A cupcake shop had $55,000 in sales in the year 1990. In the year 2000, the shop had $105,000 in sales. Assuming a linear relationship, which function models the amount of sales the shop had x years after 1990?

a) \( f(x) = 5000x + 55,000 \)
b) \( f(x) = 5000x + 50,000 \)
c) \( f(x) = 5000x + 60,000 \)
d) \( f(x) = 5000x + 55,000 \)

Answer 1

The function that models the amount of sales the shop had x years after 1990 is f(x) = 5000x + 55,000.

Step-by-step explanation:

To determine the function that models the amount of sales the cupcake shop had x years after 1990, we can use the given data points to find the slope and y-intercept.
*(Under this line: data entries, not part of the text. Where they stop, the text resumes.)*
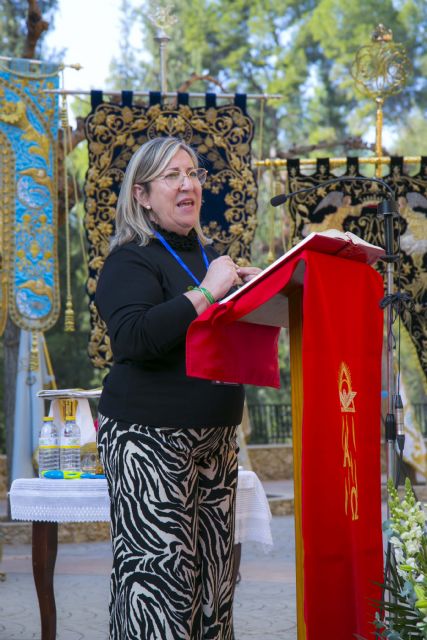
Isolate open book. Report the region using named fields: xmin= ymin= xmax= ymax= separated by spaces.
xmin=219 ymin=229 xmax=385 ymax=327
xmin=220 ymin=229 xmax=385 ymax=304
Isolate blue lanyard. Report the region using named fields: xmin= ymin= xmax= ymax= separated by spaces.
xmin=154 ymin=231 xmax=209 ymax=286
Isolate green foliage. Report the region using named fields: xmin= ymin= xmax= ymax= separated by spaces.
xmin=0 ymin=0 xmax=58 ymax=58
xmin=112 ymin=0 xmax=427 ymax=149
xmin=375 ymin=479 xmax=427 ymax=640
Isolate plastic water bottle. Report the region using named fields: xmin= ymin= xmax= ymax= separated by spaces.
xmin=39 ymin=417 xmax=59 ymax=478
xmin=59 ymin=416 xmax=81 ymax=471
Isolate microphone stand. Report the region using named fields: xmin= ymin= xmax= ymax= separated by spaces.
xmin=378 ymin=200 xmax=403 ymax=490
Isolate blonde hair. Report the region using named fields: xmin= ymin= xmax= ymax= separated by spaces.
xmin=111 ymin=137 xmax=210 ymax=249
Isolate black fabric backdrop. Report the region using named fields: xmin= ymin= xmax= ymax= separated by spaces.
xmin=85 ymin=91 xmax=257 ymax=368
xmin=287 ymin=157 xmax=427 ymax=376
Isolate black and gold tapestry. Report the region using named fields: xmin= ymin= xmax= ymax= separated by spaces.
xmin=85 ymin=91 xmax=257 ymax=368
xmin=287 ymin=157 xmax=427 ymax=376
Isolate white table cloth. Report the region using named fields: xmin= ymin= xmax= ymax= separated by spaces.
xmin=9 ymin=470 xmax=273 ymax=547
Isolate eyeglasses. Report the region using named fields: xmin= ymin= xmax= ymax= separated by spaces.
xmin=153 ymin=169 xmax=208 ymax=189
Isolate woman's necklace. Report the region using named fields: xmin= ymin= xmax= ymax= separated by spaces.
xmin=154 ymin=231 xmax=209 ymax=286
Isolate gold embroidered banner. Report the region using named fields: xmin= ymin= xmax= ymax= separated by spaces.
xmin=287 ymin=157 xmax=427 ymax=376
xmin=85 ymin=92 xmax=257 ymax=368
xmin=0 ymin=59 xmax=60 ymax=331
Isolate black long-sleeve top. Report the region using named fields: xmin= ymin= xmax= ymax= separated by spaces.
xmin=95 ymin=231 xmax=244 ymax=428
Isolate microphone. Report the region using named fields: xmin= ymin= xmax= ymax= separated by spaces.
xmin=394 ymin=393 xmax=405 ymax=438
xmin=270 ymin=176 xmax=397 ymax=206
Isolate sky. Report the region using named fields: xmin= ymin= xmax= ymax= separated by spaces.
xmin=45 ymin=0 xmax=137 ymax=90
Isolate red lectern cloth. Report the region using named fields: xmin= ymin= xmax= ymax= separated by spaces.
xmin=187 ymin=251 xmax=383 ymax=640
xmin=186 ymin=252 xmax=306 ymax=387
xmin=302 ymin=254 xmax=384 ymax=640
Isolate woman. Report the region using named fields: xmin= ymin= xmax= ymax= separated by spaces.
xmin=96 ymin=138 xmax=259 ymax=640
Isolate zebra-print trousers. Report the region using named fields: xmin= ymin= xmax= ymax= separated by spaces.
xmin=98 ymin=415 xmax=237 ymax=640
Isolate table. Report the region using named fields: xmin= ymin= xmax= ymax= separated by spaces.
xmin=9 ymin=469 xmax=273 ymax=640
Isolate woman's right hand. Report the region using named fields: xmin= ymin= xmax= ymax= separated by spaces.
xmin=200 ymin=256 xmax=242 ymax=300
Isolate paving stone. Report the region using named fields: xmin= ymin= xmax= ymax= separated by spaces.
xmin=0 ymin=516 xmax=297 ymax=640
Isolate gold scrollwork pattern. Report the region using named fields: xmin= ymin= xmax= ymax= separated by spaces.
xmin=85 ymin=92 xmax=257 ymax=368
xmin=0 ymin=131 xmax=15 ymax=336
xmin=288 ymin=157 xmax=427 ymax=376
xmin=0 ymin=59 xmax=60 ymax=331
xmin=338 ymin=362 xmax=359 ymax=520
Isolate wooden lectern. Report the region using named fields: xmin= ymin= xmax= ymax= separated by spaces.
xmin=187 ymin=232 xmax=384 ymax=640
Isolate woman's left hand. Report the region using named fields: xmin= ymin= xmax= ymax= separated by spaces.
xmin=237 ymin=267 xmax=262 ymax=282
The sales in 1990 were $55,000 and the sales in 2000 were $105,000. Using the slope-intercept form of a linear equation, y = mx + b, where m is the slope and b is the y-intercept, we can substitute the values into the equation. The slope is the change in y divided by the change in x, which is (105,000 - 55,000)/(2000 - 1990) = 5000. The y-intercept is the value of y when x = 0, which is 55,000. Therefore, the function that models the amount of sales the shop had x years after 1990 is f(x) = 5000x + 55,000.